A boy stands on an oil pipeline in the Ecuadorian Amazon near the town of Lago Agrio. (Lou Dematteis and Kayana Szymczak)

Life is hard for the indigenous groups and subsistence farmers of two provinces in northern Ecuador, and oil is everywhere.

"It smells just like a gas station," said Ecuadorian lawyer Juan Pablo Saenz describing the present condition of the rainforest area. 

He represents a group of 30,000 Ecuadorians hoping to force Chevron into fixing ecological problems they blame on Texaco's oil development in the 1960s.

Litigation began in 1993 and has dragged on through appeals, venue changes and many efforts by the oil company to shrug responsibility for the environmental destruction.

"That’s probably the hardest part about all this, just the human suffering. Cancer rates are 150 percent higher than one would expect from this sort of environment," Saenz said. "This is made worse because these people have no access to real healthcare."

Oil contaminates open pits in the Ecuadorian Amazon. (Rainforest Action Network)

The Ecuadorian court, in 2011, handing Chevron a $19 billion bill — to be paid to the affected indigenous people. The company called the ruling illegitimate and the trial a fraud. Company officials have refused to pay the damages.

Chevron's attorney in the case argued the damage in the area was the result of abandoned pipelines belonging to PetroEcuador, a state-owned oil company.

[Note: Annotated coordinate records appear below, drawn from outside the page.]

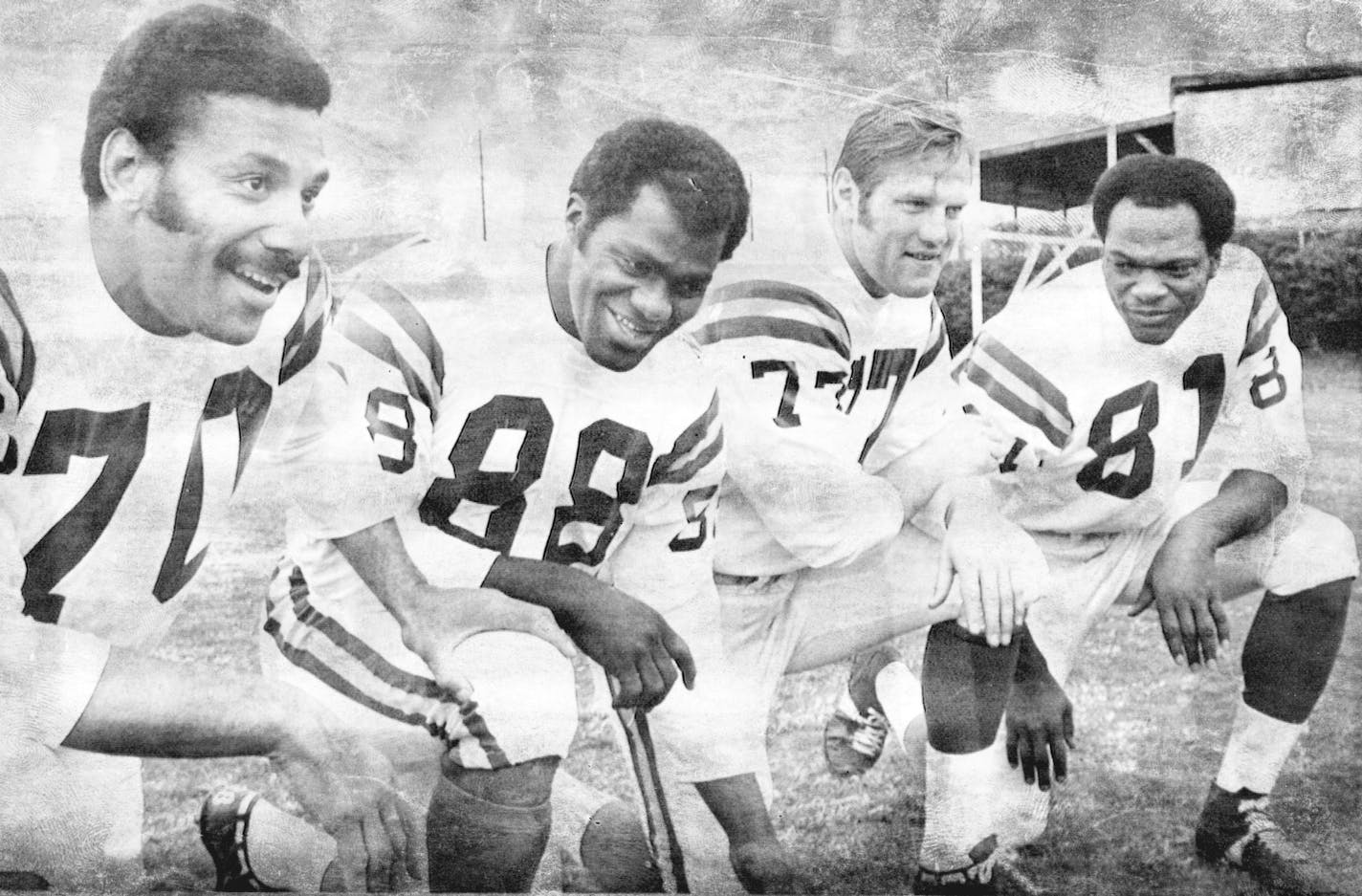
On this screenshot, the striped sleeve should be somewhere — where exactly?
[0,273,109,746]
[335,272,444,418]
[694,280,851,362]
[954,331,1073,448]
[1198,256,1310,498]
[602,389,726,618]
[648,392,723,486]
[1240,271,1282,363]
[279,256,331,385]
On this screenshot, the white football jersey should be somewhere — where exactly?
[0,229,330,742]
[692,250,960,575]
[955,245,1308,533]
[267,240,723,725]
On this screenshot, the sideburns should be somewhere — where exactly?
[147,181,189,233]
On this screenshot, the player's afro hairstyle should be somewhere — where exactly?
[838,96,966,197]
[80,4,331,202]
[569,119,749,260]
[1092,155,1234,254]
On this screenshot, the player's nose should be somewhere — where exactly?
[630,276,671,324]
[1131,271,1169,302]
[260,199,312,261]
[918,208,951,242]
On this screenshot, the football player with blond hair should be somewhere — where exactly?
[694,98,1066,887]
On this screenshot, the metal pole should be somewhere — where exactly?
[823,147,832,215]
[478,128,488,242]
[748,171,758,242]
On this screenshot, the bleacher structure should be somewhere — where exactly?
[970,64,1362,327]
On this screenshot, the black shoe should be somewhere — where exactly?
[199,790,282,893]
[823,646,903,776]
[912,836,1047,896]
[1196,784,1344,896]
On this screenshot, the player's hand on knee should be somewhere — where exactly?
[1006,671,1073,790]
[270,712,427,892]
[1131,525,1230,670]
[909,414,1013,482]
[932,514,1050,646]
[559,582,694,710]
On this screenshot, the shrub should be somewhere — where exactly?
[937,230,1362,353]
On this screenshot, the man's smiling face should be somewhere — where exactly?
[126,94,327,344]
[568,184,726,370]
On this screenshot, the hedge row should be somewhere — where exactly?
[937,230,1362,353]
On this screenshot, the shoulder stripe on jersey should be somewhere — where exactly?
[696,280,851,360]
[264,566,511,768]
[0,271,35,410]
[279,254,331,385]
[361,279,444,389]
[694,317,851,361]
[648,392,723,485]
[1240,275,1282,361]
[955,334,1073,448]
[710,280,848,334]
[335,308,436,418]
[912,308,945,376]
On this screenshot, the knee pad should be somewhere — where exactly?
[922,621,1022,754]
[1263,505,1358,594]
[452,632,578,768]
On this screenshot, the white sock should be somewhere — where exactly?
[874,662,926,753]
[1215,697,1305,794]
[918,736,1050,871]
[247,797,337,893]
[918,744,996,871]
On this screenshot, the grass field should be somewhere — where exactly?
[145,356,1362,896]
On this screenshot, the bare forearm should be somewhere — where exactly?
[482,556,602,614]
[1169,470,1287,549]
[63,648,314,758]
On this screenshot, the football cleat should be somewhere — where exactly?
[199,790,280,893]
[912,835,1048,896]
[1196,784,1346,896]
[823,646,903,776]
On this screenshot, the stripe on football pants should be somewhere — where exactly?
[264,566,511,768]
[955,334,1073,448]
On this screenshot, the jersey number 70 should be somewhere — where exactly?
[22,367,273,623]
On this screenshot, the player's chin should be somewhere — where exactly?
[199,311,264,346]
[587,335,663,373]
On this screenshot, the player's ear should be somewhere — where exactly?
[99,128,161,206]
[564,193,587,242]
[832,167,861,214]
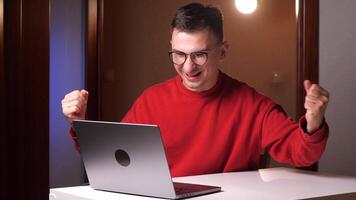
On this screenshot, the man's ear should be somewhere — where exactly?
[220,41,230,60]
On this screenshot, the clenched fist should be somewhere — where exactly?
[62,90,89,124]
[304,80,329,133]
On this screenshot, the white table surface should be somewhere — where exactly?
[50,168,356,200]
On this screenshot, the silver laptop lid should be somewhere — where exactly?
[73,120,176,198]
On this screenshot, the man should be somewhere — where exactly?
[62,3,329,176]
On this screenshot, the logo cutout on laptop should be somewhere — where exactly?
[115,149,130,167]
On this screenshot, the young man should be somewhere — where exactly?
[62,3,329,176]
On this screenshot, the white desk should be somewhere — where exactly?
[50,168,356,200]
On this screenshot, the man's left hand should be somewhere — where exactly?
[304,80,329,133]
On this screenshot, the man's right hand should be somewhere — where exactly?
[62,90,89,125]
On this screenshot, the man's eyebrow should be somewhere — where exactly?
[172,48,209,54]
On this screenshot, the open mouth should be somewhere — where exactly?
[185,71,201,78]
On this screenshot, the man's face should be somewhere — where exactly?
[171,29,227,92]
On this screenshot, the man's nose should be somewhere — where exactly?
[183,55,196,73]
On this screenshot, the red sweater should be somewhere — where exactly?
[71,73,328,177]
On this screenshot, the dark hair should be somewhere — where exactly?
[171,3,224,43]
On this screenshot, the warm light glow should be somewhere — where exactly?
[295,0,299,19]
[235,0,257,14]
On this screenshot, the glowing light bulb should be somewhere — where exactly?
[235,0,257,14]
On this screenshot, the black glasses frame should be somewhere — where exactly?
[168,50,209,66]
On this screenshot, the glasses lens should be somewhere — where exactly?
[190,52,208,65]
[170,52,186,65]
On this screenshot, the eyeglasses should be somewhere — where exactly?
[168,49,212,66]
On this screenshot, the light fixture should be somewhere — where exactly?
[235,0,258,14]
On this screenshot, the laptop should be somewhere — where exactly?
[73,120,221,199]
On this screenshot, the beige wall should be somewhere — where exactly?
[319,0,356,176]
[99,0,296,121]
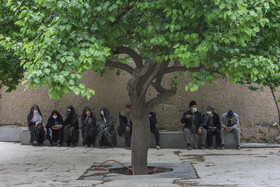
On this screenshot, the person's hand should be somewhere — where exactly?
[226,126,232,132]
[125,127,130,132]
[186,114,192,118]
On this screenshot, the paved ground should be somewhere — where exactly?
[0,142,280,187]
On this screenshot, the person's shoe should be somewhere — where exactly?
[33,140,39,146]
[199,145,205,149]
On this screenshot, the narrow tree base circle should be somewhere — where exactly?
[79,163,198,181]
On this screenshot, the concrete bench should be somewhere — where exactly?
[20,128,236,148]
[0,126,25,142]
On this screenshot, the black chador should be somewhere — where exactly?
[27,105,45,145]
[81,107,97,147]
[63,106,79,147]
[46,110,63,146]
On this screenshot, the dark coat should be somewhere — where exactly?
[46,110,63,128]
[27,105,43,129]
[149,112,157,130]
[203,112,221,129]
[63,106,79,130]
[118,111,132,136]
[181,110,203,132]
[81,107,97,137]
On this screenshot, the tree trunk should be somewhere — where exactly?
[269,86,280,125]
[131,95,151,175]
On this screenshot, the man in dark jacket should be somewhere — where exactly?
[149,112,160,149]
[203,105,221,149]
[118,104,132,149]
[181,101,206,150]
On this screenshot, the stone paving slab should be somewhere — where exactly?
[0,142,280,187]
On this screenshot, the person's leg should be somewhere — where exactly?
[232,128,240,147]
[183,128,192,150]
[124,131,131,148]
[220,128,228,149]
[214,129,221,148]
[199,129,207,148]
[206,129,213,148]
[36,124,45,144]
[47,128,53,146]
[151,128,159,146]
[184,128,191,145]
[220,129,227,145]
[56,128,63,146]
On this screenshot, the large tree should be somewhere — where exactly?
[1,0,279,174]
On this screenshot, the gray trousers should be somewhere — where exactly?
[183,128,207,146]
[221,127,240,145]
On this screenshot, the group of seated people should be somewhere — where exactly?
[27,101,240,150]
[27,104,160,149]
[181,101,240,150]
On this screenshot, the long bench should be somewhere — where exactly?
[20,128,236,148]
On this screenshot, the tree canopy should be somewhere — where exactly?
[0,0,280,174]
[1,0,279,98]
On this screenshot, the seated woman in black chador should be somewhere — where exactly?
[81,107,97,147]
[97,107,116,147]
[27,105,45,145]
[63,106,79,147]
[46,110,63,147]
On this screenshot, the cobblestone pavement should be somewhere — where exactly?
[0,142,280,187]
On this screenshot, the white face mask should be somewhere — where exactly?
[193,108,197,112]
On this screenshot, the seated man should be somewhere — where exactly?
[221,110,240,150]
[181,101,206,150]
[203,105,221,149]
[149,112,160,149]
[118,104,132,149]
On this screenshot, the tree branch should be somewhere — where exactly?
[114,46,143,69]
[105,60,134,75]
[163,66,202,74]
[112,6,133,26]
[146,90,176,111]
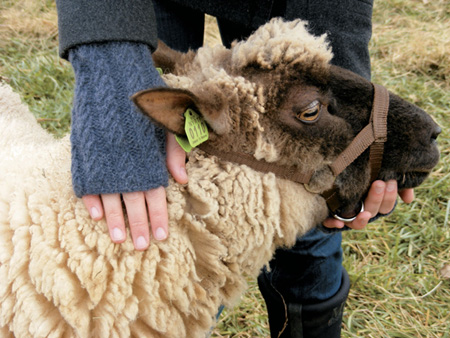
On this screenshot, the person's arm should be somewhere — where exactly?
[69,42,188,250]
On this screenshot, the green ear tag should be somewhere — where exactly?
[176,109,209,152]
[175,135,192,153]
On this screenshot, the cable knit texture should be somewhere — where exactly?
[69,42,168,197]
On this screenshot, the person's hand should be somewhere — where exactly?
[82,134,188,250]
[323,180,414,230]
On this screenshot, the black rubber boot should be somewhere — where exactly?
[258,269,350,338]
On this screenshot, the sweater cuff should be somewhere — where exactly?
[69,42,168,197]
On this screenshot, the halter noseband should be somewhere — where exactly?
[199,84,389,222]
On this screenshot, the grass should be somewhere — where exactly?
[0,0,450,338]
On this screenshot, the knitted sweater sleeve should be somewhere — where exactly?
[69,42,168,197]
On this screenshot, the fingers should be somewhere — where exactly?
[145,187,169,241]
[166,133,188,184]
[123,191,150,250]
[102,194,126,243]
[398,189,414,203]
[372,180,397,217]
[81,195,103,221]
[323,180,396,230]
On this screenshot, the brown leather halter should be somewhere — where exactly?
[199,84,389,222]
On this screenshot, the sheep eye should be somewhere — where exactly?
[296,100,322,123]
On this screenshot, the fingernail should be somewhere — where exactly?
[155,228,167,241]
[375,184,384,194]
[91,207,100,219]
[112,228,125,241]
[136,236,147,250]
[386,181,397,192]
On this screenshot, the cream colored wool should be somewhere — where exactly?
[0,21,330,338]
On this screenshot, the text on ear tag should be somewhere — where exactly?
[175,109,209,152]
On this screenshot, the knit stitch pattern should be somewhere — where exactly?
[69,42,168,197]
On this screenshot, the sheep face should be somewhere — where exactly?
[135,20,440,217]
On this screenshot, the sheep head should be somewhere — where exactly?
[134,19,440,218]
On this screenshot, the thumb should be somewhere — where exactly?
[166,133,188,184]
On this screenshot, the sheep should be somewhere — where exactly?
[0,19,439,337]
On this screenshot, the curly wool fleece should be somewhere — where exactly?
[0,19,327,338]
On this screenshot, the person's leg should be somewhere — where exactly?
[258,230,350,338]
[153,0,205,52]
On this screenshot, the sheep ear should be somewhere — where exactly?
[131,88,197,135]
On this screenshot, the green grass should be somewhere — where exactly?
[0,0,450,338]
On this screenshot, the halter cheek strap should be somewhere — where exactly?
[322,84,389,222]
[199,84,389,222]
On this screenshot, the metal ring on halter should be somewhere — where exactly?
[333,201,364,222]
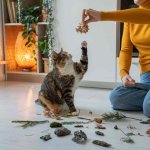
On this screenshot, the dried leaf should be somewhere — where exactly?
[121,137,134,144]
[140,119,150,124]
[92,140,111,147]
[95,131,104,136]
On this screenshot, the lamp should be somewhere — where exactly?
[15,32,36,71]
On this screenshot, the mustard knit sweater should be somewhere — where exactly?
[100,0,150,78]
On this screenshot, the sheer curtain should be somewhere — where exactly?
[0,0,5,81]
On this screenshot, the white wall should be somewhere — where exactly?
[56,0,117,82]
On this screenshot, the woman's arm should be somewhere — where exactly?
[82,8,150,24]
[119,23,133,79]
[100,8,150,24]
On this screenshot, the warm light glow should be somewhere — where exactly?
[15,32,36,69]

"PetroEcuador agreed to and had an obligation under contract and the law to remediate its two-thirds share of any impacted site. They didn’t do so for almost two decades," said Jim Craig, Chevron's media advisor. "They operated exclusively for 23 years with what everyone agrees is an abysmal environmental record. So if there’s any contamination today in the Amazon of Ecuador, it’s the responsibility of PetroEcuador."

Still determined to make the company pay, the Ecuadorian plantiffs have continued to seek out other jurisdictions where Chevron still has active business, including Argentina and Canada. An Argentinian judge originally agreed to honor the Ecuadorian court's ruling, placing an embargo on Chevron Argentina's assests worth approximatley $19 billion. The Argentinian Supreme Court overturned that ruling on June 5, claiming Chevron Argentina is seperate from Chevron Corporation.

Despite the setbacks, the plaintiffs refuse to give up.

"We will be starting new enforcement actions in other jurisdictions," Saenz said. "But what’s coming soon is that hopefully we will be able to start with the remediation of the Ecuadorian Amazon rainforest — and that cannot happen soon enough."